I hope that wasn't because they put polyester over epoxy. Polyester won't stick to epoxy but epoxy will stick to polyester and epoxy is stronger. When in doubt, unless there's high heat nearby, epoxy is the better option if it can be demonstrated to also be legal for the repair. Not sure how legality is determined other than like materials used for repairs as original manufacture?
 
right, I remember reading through 43.13 looking for guidance and not really finding it. maybe one of you guys will find it in there.
 
I hope that wasn't because they put polyester over epoxy
It was pretty obvious that it had not been cleaned or scuffed up under the repairs. I haven't found any advice about resin in 43-13-1b other than to use like materials.
 
I was addressing the legality question. Intro for AC 43-13.1b states that contents can be referenced by para as acceptable data for minor repairs in the absence of a manufacturer specified repair method. So first step would be checking Bellanca or ACA service manual. If nothing there, the AC is the legal source.

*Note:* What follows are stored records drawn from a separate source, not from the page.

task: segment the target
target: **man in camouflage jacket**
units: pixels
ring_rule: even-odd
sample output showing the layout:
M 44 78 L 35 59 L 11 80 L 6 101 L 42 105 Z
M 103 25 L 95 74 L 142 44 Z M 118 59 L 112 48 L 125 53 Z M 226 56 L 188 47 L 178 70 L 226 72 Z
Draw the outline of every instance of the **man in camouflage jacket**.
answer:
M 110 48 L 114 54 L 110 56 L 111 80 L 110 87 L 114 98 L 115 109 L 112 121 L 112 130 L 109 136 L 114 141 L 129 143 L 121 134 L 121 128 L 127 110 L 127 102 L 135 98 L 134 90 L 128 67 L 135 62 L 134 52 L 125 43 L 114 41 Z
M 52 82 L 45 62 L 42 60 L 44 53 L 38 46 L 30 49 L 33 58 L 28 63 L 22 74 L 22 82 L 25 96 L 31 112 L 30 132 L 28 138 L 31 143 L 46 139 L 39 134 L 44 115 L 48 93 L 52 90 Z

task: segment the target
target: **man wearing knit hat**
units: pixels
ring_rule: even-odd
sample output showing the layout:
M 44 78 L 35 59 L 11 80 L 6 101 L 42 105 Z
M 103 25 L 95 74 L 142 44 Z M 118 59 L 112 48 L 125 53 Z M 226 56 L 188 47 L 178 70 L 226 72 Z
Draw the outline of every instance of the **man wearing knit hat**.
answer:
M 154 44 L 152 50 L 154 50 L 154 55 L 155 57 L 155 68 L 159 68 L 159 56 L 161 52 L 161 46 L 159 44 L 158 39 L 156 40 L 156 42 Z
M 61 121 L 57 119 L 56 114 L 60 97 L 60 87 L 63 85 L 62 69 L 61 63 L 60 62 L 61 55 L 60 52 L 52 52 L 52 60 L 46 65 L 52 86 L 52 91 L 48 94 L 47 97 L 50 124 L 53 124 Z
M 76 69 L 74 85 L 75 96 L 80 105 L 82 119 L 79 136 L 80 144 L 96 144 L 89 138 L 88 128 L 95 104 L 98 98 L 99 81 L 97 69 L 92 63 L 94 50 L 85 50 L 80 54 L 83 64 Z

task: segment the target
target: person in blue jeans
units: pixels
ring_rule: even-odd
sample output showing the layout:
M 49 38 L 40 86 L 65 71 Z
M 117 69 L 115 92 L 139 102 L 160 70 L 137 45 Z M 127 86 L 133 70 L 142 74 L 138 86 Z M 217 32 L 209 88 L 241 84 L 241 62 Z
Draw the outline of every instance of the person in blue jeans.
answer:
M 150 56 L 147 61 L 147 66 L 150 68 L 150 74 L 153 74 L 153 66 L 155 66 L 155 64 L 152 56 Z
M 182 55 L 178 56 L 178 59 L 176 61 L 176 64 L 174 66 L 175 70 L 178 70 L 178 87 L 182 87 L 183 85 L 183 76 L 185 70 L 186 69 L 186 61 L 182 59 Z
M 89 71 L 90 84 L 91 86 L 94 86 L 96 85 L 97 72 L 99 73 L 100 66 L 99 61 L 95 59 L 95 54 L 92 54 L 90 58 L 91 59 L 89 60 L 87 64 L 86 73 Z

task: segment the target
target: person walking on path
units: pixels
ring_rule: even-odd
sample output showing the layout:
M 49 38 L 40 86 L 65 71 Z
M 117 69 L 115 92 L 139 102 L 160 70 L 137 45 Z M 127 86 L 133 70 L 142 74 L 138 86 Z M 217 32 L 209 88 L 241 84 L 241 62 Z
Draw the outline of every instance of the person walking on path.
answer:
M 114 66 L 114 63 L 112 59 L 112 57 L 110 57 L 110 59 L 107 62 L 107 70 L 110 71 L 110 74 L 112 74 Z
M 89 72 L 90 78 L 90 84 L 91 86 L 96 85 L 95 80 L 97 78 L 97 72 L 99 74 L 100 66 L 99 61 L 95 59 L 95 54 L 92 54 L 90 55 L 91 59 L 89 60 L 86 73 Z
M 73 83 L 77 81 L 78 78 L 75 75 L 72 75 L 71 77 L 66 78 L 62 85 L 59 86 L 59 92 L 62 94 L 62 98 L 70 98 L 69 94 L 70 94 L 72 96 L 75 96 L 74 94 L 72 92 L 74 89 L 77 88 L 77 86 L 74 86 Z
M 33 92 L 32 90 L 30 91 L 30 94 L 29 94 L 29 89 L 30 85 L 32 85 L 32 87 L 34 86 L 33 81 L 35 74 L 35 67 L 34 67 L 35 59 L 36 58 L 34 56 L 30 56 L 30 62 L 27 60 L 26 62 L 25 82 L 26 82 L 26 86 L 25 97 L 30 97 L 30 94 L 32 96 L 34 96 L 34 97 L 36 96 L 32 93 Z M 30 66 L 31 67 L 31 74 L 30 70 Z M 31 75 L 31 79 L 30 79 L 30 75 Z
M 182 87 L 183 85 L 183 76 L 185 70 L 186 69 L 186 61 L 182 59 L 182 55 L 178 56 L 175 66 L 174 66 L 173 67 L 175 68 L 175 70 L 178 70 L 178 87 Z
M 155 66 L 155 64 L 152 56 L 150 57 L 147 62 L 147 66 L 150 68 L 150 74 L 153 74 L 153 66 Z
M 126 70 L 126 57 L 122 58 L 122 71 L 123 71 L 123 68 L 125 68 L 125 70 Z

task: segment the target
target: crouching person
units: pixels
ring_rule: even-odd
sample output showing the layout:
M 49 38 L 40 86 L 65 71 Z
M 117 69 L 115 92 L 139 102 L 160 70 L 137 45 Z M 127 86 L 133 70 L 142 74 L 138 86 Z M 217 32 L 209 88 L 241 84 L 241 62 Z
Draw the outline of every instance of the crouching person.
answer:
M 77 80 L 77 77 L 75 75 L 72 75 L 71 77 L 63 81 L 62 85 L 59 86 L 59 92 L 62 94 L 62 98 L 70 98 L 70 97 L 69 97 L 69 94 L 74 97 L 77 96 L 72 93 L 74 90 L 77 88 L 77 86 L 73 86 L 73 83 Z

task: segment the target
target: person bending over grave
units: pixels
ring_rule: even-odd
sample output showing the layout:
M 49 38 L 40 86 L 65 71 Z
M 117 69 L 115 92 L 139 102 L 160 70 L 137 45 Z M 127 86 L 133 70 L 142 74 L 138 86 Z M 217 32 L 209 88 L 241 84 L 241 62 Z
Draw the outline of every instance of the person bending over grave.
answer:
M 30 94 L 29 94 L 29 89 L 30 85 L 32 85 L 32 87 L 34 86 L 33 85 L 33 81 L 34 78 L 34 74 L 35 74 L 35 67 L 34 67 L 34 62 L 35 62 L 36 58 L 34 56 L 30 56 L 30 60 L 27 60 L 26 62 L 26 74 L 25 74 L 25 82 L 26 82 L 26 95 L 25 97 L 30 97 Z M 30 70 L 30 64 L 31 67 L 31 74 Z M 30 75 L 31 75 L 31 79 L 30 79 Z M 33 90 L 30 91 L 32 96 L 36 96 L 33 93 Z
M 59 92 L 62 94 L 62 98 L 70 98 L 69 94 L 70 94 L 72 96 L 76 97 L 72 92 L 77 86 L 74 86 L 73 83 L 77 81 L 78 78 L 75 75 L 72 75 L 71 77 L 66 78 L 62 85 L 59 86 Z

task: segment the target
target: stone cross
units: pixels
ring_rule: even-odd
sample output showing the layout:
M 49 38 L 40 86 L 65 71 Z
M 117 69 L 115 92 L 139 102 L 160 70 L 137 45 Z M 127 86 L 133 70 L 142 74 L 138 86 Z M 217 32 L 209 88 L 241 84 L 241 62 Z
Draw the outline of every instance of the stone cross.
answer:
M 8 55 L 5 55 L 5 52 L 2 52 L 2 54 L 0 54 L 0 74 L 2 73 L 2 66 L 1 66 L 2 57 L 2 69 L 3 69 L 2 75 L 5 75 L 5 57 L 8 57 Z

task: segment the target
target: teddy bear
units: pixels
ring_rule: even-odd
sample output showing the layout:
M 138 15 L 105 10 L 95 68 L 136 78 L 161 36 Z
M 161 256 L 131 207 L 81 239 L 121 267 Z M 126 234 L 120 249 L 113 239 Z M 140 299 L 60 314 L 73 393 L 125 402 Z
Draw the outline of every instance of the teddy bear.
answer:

Chapter 3, Fiberglass and Plastic repairs, section 3.1 non-structural repairs just says use low temperature "resin". But it also recommends due to variety of materials that a destructive test be used to verify bond. In other words, mix up a batch of resin, glue a patch to the original material, then tear it off. If results are satisfactory, sand it off and proceed with repair.

Section 3.3 on structural repairs specifies "viscous epoxy resin", or so I recall from skimming it.